New Protocol Kills Dead Air for Quantum Communication

The technique can boost transmission rates and improve security

3 min read
Illustration showing qubits and quantum computing

Quantum communication transmission rates have long been limited by the “dead time” inherent to the single-photon detectors used in the field. Now, researchers at LG Electronics in South Korea have unveiled a new protocol that promises to improve transmission rates, as well as heighten transmission security.

The novel protocol, described in a paper published 9 January in the journal Nature,introduces techniques designed to overcome the limitations imposed by the dead time and channel loss of single-photon detectors. Single-photon detectors are crucial elements in quantum secure direct communication (QSDC) for enabling the detection of individual photons without compromising their quantum states, allowing secure communication between parties.

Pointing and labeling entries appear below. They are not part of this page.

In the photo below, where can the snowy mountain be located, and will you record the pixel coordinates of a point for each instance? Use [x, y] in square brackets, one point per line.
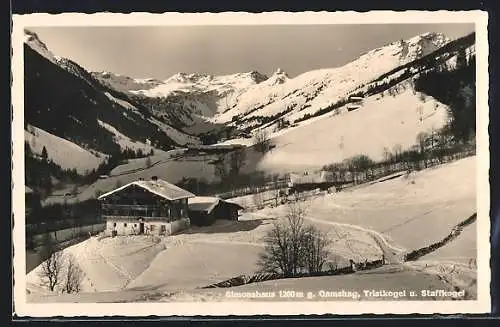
[65, 102]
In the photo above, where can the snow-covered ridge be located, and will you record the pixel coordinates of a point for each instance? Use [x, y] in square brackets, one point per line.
[64, 153]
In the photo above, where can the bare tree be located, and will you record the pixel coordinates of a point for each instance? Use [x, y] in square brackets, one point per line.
[421, 141]
[74, 276]
[262, 141]
[291, 247]
[221, 169]
[51, 268]
[258, 200]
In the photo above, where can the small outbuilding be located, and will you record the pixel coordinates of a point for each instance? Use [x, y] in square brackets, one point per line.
[205, 210]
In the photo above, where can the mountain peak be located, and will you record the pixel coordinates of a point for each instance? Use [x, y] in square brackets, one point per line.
[33, 41]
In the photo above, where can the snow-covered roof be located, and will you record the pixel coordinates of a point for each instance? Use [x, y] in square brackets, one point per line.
[159, 187]
[203, 203]
[207, 203]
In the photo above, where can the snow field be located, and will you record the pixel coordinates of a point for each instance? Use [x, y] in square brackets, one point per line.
[377, 124]
[66, 154]
[387, 217]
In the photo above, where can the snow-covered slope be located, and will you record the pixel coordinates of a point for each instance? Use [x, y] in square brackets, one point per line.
[125, 142]
[64, 153]
[318, 89]
[250, 95]
[380, 122]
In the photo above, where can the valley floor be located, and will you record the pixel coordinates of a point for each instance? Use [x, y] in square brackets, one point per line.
[387, 218]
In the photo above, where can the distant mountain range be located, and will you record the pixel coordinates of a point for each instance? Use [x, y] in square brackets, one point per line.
[105, 113]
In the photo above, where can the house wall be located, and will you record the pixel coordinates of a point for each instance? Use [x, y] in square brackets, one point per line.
[159, 228]
[199, 218]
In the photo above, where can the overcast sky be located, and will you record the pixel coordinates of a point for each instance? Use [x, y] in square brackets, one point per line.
[161, 52]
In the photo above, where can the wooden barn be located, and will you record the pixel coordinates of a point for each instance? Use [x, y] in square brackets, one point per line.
[309, 181]
[153, 207]
[205, 210]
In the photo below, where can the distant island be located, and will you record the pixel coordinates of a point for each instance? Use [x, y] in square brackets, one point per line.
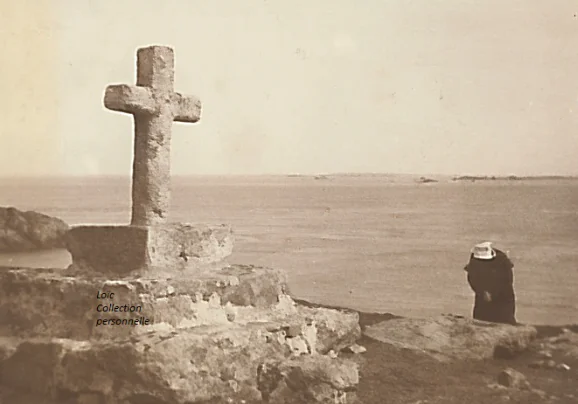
[432, 178]
[513, 178]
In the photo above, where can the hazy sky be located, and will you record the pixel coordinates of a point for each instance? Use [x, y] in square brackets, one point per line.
[302, 86]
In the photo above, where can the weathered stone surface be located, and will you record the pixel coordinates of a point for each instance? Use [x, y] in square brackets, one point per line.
[154, 251]
[308, 379]
[44, 302]
[26, 231]
[197, 365]
[155, 106]
[453, 337]
[513, 379]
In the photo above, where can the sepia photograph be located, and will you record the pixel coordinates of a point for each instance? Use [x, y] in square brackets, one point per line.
[289, 202]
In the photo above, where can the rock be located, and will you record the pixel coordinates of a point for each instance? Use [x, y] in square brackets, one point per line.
[311, 379]
[27, 231]
[513, 379]
[154, 251]
[201, 364]
[356, 349]
[452, 337]
[544, 364]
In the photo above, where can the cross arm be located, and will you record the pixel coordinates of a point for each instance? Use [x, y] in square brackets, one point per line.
[129, 99]
[186, 108]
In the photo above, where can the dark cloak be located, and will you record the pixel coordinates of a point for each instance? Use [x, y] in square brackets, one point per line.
[495, 276]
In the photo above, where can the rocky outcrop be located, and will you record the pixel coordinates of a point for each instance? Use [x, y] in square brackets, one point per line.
[453, 337]
[26, 231]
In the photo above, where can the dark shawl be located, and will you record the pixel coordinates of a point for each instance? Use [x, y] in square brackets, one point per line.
[495, 276]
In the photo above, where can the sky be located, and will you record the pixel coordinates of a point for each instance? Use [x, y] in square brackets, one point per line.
[302, 86]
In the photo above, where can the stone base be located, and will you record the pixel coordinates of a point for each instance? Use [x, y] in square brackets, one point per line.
[259, 361]
[36, 302]
[154, 251]
[448, 337]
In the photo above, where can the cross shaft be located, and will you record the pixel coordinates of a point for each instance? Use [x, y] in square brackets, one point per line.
[154, 105]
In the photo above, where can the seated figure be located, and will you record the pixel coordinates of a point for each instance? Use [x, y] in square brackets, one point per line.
[491, 277]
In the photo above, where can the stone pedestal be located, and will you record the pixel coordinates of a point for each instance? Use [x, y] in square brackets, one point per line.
[148, 251]
[213, 335]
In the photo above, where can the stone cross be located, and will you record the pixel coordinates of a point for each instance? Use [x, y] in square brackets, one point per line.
[154, 106]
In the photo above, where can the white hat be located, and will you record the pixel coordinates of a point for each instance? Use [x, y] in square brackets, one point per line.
[484, 251]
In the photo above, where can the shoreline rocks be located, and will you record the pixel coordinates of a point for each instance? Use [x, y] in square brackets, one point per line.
[22, 231]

QSDC leverages the unique properties of quantum mechanics to create a secure and direct communication channel between two parties. The key advantage of QSDC is that any attempt to eavesdrop on the quantum communication is detectable, providing a high level of security.

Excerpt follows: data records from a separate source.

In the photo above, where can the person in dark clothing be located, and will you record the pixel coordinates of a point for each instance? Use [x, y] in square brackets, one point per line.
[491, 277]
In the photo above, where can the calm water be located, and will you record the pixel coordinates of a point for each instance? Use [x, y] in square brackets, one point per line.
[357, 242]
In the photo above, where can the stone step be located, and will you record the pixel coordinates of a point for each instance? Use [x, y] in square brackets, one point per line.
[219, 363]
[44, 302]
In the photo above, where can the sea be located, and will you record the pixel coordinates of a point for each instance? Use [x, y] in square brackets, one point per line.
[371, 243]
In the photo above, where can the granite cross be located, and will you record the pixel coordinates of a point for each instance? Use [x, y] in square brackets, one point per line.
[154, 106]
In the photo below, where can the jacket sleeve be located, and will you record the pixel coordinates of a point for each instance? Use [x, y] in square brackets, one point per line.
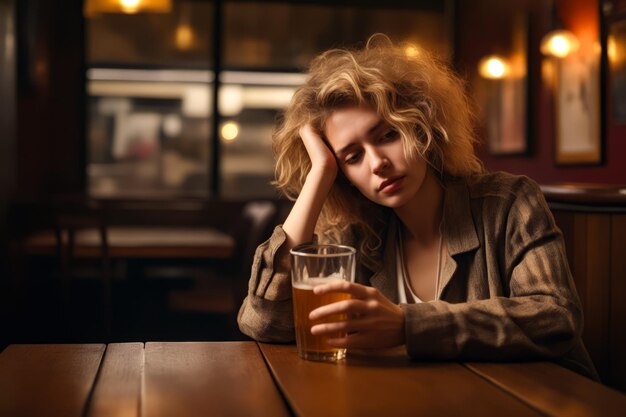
[538, 316]
[266, 313]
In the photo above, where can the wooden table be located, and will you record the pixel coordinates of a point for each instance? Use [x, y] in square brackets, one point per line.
[246, 379]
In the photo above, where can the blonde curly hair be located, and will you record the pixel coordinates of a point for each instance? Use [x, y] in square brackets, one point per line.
[416, 95]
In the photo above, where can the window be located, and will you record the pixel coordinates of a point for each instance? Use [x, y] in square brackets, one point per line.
[151, 78]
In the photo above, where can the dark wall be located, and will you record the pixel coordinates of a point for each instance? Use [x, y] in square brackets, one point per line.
[51, 98]
[482, 31]
[7, 119]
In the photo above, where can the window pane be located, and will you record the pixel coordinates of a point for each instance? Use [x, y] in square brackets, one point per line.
[283, 35]
[149, 94]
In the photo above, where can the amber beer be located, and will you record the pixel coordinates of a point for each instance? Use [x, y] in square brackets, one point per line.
[311, 346]
[313, 265]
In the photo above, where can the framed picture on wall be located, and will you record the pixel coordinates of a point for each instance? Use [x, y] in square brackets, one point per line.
[578, 105]
[579, 98]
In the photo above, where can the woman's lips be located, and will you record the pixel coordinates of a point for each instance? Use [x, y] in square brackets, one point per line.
[390, 185]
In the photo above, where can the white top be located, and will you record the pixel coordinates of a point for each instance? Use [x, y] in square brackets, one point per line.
[402, 278]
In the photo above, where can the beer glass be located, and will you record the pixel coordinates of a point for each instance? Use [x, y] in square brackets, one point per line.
[313, 265]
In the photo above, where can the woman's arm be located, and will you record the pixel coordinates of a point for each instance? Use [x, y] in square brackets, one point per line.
[267, 313]
[538, 314]
[540, 317]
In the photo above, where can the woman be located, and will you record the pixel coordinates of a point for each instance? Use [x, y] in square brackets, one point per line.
[455, 263]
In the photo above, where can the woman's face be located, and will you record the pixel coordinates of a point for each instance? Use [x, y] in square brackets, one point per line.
[371, 156]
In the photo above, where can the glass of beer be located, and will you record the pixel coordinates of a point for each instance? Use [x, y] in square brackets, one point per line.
[313, 265]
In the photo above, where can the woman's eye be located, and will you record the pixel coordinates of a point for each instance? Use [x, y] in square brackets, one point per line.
[352, 158]
[389, 135]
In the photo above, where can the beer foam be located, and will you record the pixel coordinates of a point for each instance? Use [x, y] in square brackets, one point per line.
[309, 283]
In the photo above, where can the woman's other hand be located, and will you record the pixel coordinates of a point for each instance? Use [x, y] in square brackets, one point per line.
[322, 157]
[373, 321]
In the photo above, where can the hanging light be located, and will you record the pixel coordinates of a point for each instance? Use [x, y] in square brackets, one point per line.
[493, 67]
[559, 43]
[95, 7]
[230, 131]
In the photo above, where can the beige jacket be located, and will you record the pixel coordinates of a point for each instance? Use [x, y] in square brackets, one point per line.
[507, 293]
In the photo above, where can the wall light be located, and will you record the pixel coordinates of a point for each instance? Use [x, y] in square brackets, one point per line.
[559, 43]
[230, 131]
[95, 7]
[493, 67]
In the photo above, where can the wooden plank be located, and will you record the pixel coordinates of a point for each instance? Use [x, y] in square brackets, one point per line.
[553, 390]
[47, 380]
[385, 384]
[118, 388]
[208, 379]
[617, 336]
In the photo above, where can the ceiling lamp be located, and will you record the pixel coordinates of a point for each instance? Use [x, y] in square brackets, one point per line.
[96, 7]
[493, 67]
[559, 43]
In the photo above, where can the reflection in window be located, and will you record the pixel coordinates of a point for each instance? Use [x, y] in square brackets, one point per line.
[151, 78]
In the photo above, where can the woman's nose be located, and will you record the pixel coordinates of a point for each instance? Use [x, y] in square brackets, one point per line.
[379, 163]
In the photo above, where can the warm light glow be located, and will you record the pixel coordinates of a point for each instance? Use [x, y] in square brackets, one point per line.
[93, 8]
[184, 37]
[559, 43]
[230, 131]
[411, 51]
[493, 67]
[612, 49]
[130, 6]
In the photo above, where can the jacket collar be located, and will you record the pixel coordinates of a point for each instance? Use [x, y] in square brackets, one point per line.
[459, 233]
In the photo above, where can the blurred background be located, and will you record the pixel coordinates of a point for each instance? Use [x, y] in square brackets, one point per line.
[135, 147]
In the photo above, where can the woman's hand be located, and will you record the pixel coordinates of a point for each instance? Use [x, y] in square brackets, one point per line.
[321, 155]
[373, 321]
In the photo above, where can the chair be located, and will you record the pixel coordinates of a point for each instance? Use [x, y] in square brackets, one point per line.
[81, 234]
[223, 287]
[258, 220]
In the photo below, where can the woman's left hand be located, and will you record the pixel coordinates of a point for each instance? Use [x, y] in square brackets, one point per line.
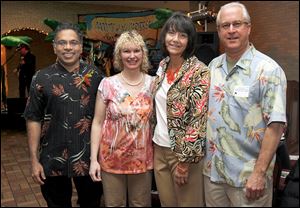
[181, 173]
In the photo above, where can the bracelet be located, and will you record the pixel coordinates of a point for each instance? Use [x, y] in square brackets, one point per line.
[181, 170]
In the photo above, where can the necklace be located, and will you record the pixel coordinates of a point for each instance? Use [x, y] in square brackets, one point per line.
[172, 74]
[132, 84]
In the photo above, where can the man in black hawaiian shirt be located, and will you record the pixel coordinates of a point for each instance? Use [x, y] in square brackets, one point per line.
[59, 114]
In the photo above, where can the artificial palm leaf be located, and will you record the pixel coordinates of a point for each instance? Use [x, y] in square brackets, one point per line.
[15, 40]
[161, 15]
[50, 36]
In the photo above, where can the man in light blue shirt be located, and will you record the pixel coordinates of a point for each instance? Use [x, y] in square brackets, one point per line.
[247, 113]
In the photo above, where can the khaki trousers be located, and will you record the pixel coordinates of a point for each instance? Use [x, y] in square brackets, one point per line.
[115, 187]
[170, 194]
[223, 195]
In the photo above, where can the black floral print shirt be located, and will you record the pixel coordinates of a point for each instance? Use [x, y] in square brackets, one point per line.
[64, 103]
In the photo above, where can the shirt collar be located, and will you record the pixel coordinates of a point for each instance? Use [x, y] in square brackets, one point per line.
[245, 60]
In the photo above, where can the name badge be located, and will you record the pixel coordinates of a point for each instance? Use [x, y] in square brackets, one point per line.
[241, 91]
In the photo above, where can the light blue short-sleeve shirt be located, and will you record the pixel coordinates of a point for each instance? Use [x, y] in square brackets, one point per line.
[241, 105]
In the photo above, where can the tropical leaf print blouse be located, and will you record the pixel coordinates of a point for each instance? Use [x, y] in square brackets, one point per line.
[126, 142]
[187, 106]
[64, 102]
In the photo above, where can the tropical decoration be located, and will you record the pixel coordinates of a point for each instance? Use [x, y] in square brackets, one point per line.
[162, 15]
[11, 41]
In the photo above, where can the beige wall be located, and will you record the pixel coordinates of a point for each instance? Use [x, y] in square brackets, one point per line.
[275, 31]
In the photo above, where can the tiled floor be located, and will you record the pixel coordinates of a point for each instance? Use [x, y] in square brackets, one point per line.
[17, 187]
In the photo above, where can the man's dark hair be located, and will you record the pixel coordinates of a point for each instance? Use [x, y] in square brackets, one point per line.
[180, 23]
[69, 26]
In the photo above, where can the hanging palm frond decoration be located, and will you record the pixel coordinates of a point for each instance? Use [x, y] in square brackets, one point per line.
[15, 40]
[162, 15]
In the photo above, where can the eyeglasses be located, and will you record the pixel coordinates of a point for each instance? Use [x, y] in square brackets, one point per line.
[235, 25]
[63, 43]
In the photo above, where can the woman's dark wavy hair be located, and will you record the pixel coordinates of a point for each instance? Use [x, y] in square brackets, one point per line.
[181, 23]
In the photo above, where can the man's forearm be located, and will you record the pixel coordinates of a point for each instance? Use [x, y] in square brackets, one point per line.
[33, 134]
[268, 148]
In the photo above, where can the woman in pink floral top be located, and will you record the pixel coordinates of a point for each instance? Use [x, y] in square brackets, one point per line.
[121, 139]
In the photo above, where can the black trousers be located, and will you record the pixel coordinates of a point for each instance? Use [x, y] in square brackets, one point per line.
[24, 85]
[57, 191]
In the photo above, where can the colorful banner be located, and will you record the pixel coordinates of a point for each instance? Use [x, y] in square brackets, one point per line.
[107, 27]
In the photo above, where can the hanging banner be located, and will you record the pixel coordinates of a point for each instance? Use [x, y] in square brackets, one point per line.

However, the practical implementation of QSDC has been hindered by its restricted transmission rates caused by the dead time of single-photon detectors.

Even the most advanced single-photon detectors, such as the superconducting nanowire single-photon detector, with its minimal dead time, still imposes limitations. This restricts the transmission rate of QSDC, according to Byungkyu Ahn, senior researcher at LG and lead author of the new study.

Two Quantum States Improve Performance

To confront these challenges head on, the research team introduced a new single-photon-based QSDC protocol. This approach leverages two optical degrees of freedom—time state and phase state—to encode information in quantum states. The phase state is used for the quantum bit error rate estimation to determine the existence of an eavesdropper in the quantum channel. The time state is used for two purposes: quantum bit error rate estimation and message transmission.

Previous protocols employed only one quantum state. While the phase state is characterized by lower measurement efficiency, it is employed in the new protocol solely for eavesdropping detection. The time state is a more efficient quantum state and takes center stage in this protocol for message transmission by utilizing novel encoding techniques based on differential delay-time bins.

The existing QSDC protocol—known as DL04—was limited to transmitting 1 bit of information through the transmission of a single quantum state, according to Ahn. In this DL04 protocol, there is a transmission rate limit caused by the interval required for detection between signals, called the dead time of the detector.

The QSDC protocol proposed by the LG researchers transmits multiple bits of information in a quantum state expressed as a single photon by transmitting multiple bits of information through the transmission of a single quantum state, according to Ahn.

The new protocol does not require processes such as the use of quantum memory, application of a two-way structure, low detection efficiency, and checking for the presence of eavesdroppers like the DL04 protocol. These are all aspects of the DL04 protocol that reduce transmission efficiency.

“The results indicate a substantial improvement in both security and transmission rates, positioning our protocol as a promising advancement in quantum communication.”
—Byungkyu Ahn, LG Electronics

“Through our proposed protocol, we aim to minimize measurement loss during the transmission of quantum information, paving the way for significantly enhanced transmission rates,” noted Ahn.

The researchers put the proposed protocol under rigorous security analysis against various potential attacks. Through simulations, the researchers verified that the transmission rate improved significantlycompared to DL04 QSDC, highlighting the protocol’s potential to offer better security and higher transmission rates.

“Our study not only proposes a novel protocol but also puts it to the test through thorough security analysis and simulations,” says Ahn. “The results indicate a substantial improvement in both security and transmission rates, positioning our protocol as a promising advancement in quantum communication.”

While the researchers acknowledge that their protocol is an extension of the existing DL04 rather than a complete alternative, it introduces a groundbreaking approach to overcome the limitations of the DL04. “It represents a natural progression in the quest for improved quantum-communication methods,” explains Ahn.

“Our protocol doesn’t eliminate the dead time of detectors but ingeniously works around it,” adds Ahn. “Instead of transmitting just 1 bit of information per quantum state, we’ve demonstrated the ability to securely transmit multiple bits, significantly increasing the transmission rate even within the limitations imposed by detector dead time.”

By using the phase state and time state encoding technique they have developed, the LG researchers believe they have struck upon a promising approach for enhancing the efficiency and security of data transmission in practical communication environments, such as in wireless channels where environmental turbulence can disrupt communications.